In any case, at the moment only dedicated environments are capable of correctly rendering Tibetan. There is a hack involving MS Word. There is a Java app. Emacs supports entering and displaying Tibetan. For the Macintosh, there is the Tibetan Language Kit. All these alternatives involve a home-grown encoding together with a more-or-less custom fonts. In some cases, it may be possible to embed the glyph information into a web page, marking the Tibetan portion for rendering with the Tibetan font, allowing Tibetan to be displayed on "normal" web pages, assuming platform and browser compatibility.
The elegant architecture of Graphite should permit a Tibetan implementation but no-one has gotten around to doing it yet.

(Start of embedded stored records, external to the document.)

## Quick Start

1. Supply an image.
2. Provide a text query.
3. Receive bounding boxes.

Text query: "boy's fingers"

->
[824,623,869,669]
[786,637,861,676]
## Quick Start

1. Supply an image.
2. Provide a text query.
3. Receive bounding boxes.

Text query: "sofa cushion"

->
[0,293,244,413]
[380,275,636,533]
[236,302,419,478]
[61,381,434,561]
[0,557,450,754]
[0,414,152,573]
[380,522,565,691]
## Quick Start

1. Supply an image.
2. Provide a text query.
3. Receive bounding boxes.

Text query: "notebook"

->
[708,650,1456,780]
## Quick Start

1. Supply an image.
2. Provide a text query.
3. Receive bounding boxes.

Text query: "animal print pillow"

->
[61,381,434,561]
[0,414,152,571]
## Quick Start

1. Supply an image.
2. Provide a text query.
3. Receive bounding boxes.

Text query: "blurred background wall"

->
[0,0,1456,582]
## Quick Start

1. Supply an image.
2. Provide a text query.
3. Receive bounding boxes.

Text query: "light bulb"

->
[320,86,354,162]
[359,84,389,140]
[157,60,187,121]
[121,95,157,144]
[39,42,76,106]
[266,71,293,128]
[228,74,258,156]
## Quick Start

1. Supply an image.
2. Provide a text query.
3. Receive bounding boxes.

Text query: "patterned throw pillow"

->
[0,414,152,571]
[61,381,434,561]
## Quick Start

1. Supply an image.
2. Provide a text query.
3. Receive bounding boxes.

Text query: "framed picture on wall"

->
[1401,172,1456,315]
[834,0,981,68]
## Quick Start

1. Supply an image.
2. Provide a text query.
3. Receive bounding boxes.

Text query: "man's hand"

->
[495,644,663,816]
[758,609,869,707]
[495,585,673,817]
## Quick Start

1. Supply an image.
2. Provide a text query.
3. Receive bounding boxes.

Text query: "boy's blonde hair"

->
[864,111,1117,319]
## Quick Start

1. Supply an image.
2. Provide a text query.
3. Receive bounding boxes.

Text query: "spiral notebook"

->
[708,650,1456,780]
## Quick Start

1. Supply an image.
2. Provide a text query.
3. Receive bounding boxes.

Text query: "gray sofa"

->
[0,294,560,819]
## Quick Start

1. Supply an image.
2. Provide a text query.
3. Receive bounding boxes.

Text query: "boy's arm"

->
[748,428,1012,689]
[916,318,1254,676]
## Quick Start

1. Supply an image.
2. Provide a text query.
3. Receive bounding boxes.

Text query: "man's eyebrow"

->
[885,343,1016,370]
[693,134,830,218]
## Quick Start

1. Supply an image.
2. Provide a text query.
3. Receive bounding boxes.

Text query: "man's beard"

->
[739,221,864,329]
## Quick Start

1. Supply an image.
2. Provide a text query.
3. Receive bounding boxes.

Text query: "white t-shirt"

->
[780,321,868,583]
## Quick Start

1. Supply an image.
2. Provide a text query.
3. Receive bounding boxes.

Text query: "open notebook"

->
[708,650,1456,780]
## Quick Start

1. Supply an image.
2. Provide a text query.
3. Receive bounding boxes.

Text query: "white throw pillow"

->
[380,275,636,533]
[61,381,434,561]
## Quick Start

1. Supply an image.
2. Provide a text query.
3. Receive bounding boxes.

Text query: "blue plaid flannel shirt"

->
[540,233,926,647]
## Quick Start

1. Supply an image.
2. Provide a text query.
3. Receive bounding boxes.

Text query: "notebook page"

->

So on a web page like this I can't show you a "ri", except as a graphic.
This all seems boringly regular. But actually, this is precisely the point at which Tibetan spelling begins to get extremely hairy. Since this article cannot give a complete description of Tibetan orthography, let's just jump right in with a real-world example.
We'll use the word pronounced drup (or droop in pseudo-phonetic notation, low tone), which is the past tense of the word meaning "accomplish". Here we go: using English transliterations for each Tibetan character, it's written BA SA/GA/RA/U BA SA. And there you have it: drup. I've used spaces to separate the four "pieces" which are used to write this syllable. Bring up the image of how drup is written in a separate window and you should be able to follow the discussion more easily. You can see the four pieces, arranged left-to-right. Notice the second "piece" is stretched out vertically. That's because it's a "stack" which contains the SA/GA/RA/U arranged vertically. Some people might prefer to call this a "grapheme cluster".
OK, let's take this one step at a time. The first character is the one for BA. That's one of those thirty basic characters used in Tibetan. Why BA? Well, actually, no one knows. It's silent, and has nothing to do with the pronunciation of the word. This character is a prefix, one of several that can so function, all of which are silent when they do so. It is a prefix to the "root" character which follows.
The next piece is the tall, stacked "root" letter. Placed to the right of the BA we just wrote, it begins at the top with the the character SA. But technically, this character is a superscript, and is also silent, completely unrelated to the pronunciation of the word.
Finally we get to the character for GA. This is the heart of the stack and the entire syllable drup, and is written underneath the SA. Now to form Tibetan syllables, you mostly string the basic characters together left-to-right. But the "main" piece in each group can be a "stack", where a bunch of basic characters are arranged top-to-bottom; that stack then fits into the left-to-right sequence of the other pieces. In other words, the individual basic characters in Tibetan spread out both to the left and right and up and down from the central root character. The GA character we just added is that central root character. As we'll soon see, the GA does have a relationship to the word we are trying to spell (drup), although it's tenuous in the extreme.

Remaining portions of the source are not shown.